Die fröhlich lärmenden Burschen hörten weder den zornigen Aufschrei, der von draußen hereinschallte, noch das Klirren des Glasgefäßes auf dem Pflaster, immer höher gingen die Wogen der Begeisterung, und immer lauter schallten Becherklang und Studentenweisen hinaus in die schweigende Frühlingsnacht, bis endlich Bismarck erklärte: »Satis, quod sufficit!« und mit einem energischen »Prost Kommilitonen!« sich entfernte. Unter dem Tische erhob sich gleichzeitig eine mächtige englische Dogge, welche zu den Füßen ihres Herrn gelegen hatte, und schritt gravitätisch neben ihm hinaus.
Am nächsten Morgen schaute Otto von Bismarck mit Behagen zu seinem Fenster in der Roten Straße Nr. 299 hinaus. Seine »Bude« war einfach und sah »burschenmäßig« aus. Im Mobiliar war weder ein besonderer Überfluß noch hervorragende Eleganz, denn der Hauswirt, Herr Schumacher, wußte, wie schnell oft die Bewohner wechselten, und wie rasch diese Art eine »gute Stube« abzuwohnen pflegte. Bismarck wünschte es auch nicht besser. Über dem alten Sofa hatte er eine Anzahl auf Pappe gezogener Schattenrisse seiner Freunde gehängt, an der einen Wand prangte eine stattliche Pfeifensammlung, welche den Neid manches Kommilitonen schon herausgefordert hatte, und vor dem Sofa lag lang ausgestreckt die gewaltige Dogge und blinzelte schläfrig nach ihrem Herrn, der, wie erwähnt, im offenen Fenster lehnte, angetan mit einem bunten Schlafrock, und die lange Pfeife, welche weit hinaushing, im Munde.
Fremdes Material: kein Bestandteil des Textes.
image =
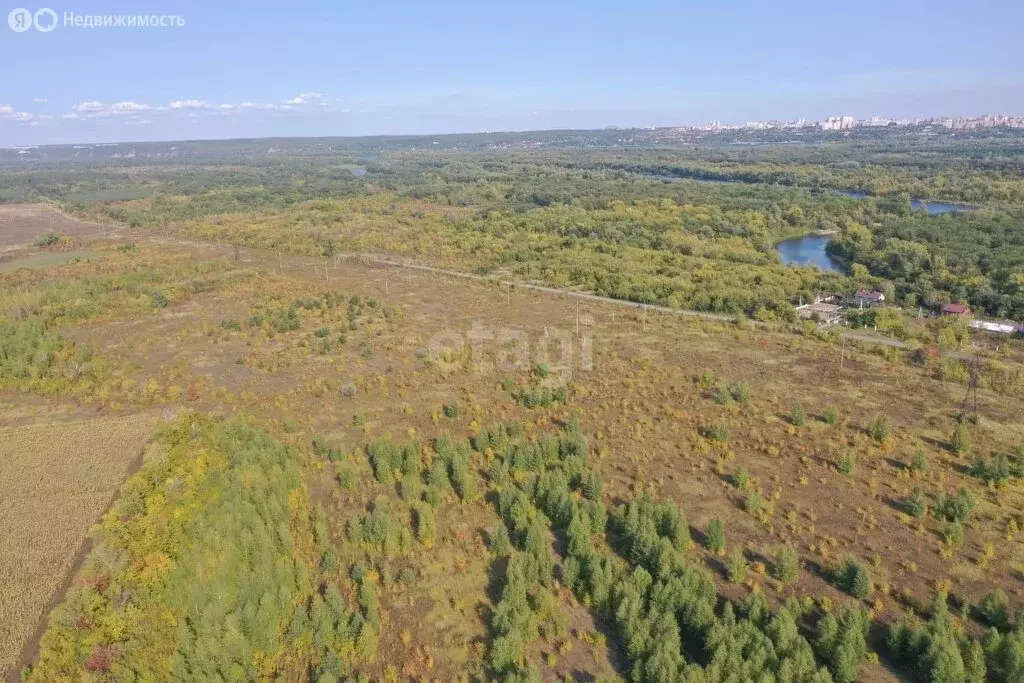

Es war ein prächtiger Frühlingstag, und dem jungen Studenten war ganz wohlig zumute. Da unten schritten die ehrsamen Bürger hin, rasch hinhuschende Mädchen, geschäftige Arbeiter und sorglose Studenten, entweder ganz kommentmäßig in Flaus und Kanonen, mit dem Cerevis, oder im Schlafrock und Morgenschuhen, den Ziegenhainer in der Faust und die dampfende Pfeife im Munde. O, es war auch in Göttingen schön, und an der »Königlich Großbrittanisch-Hannoverschen Georgia Augusta« ließ sich’s leben!
Er hatte anfangs für Heidelberg geschwärmt, aber die besorgte Mama fürchtete den burschikosen Geist, der dort walten sollte, und nachdem in einem Familienrate ein Verwandter des Hauses, der geheime Finanzrat Kerl, Göttingen als eine Hochschule der vornehmen Welt empfohlen und Briefe an die Professoren Hugo und Hausmann mitzugeben versprochen hatte, war die Sache entschieden.
Nein, in Göttingen war es gar nicht so übel! Eben als der junge Student sich in diesen behaglichen Gedanken versenkte, pochte es an der Tür.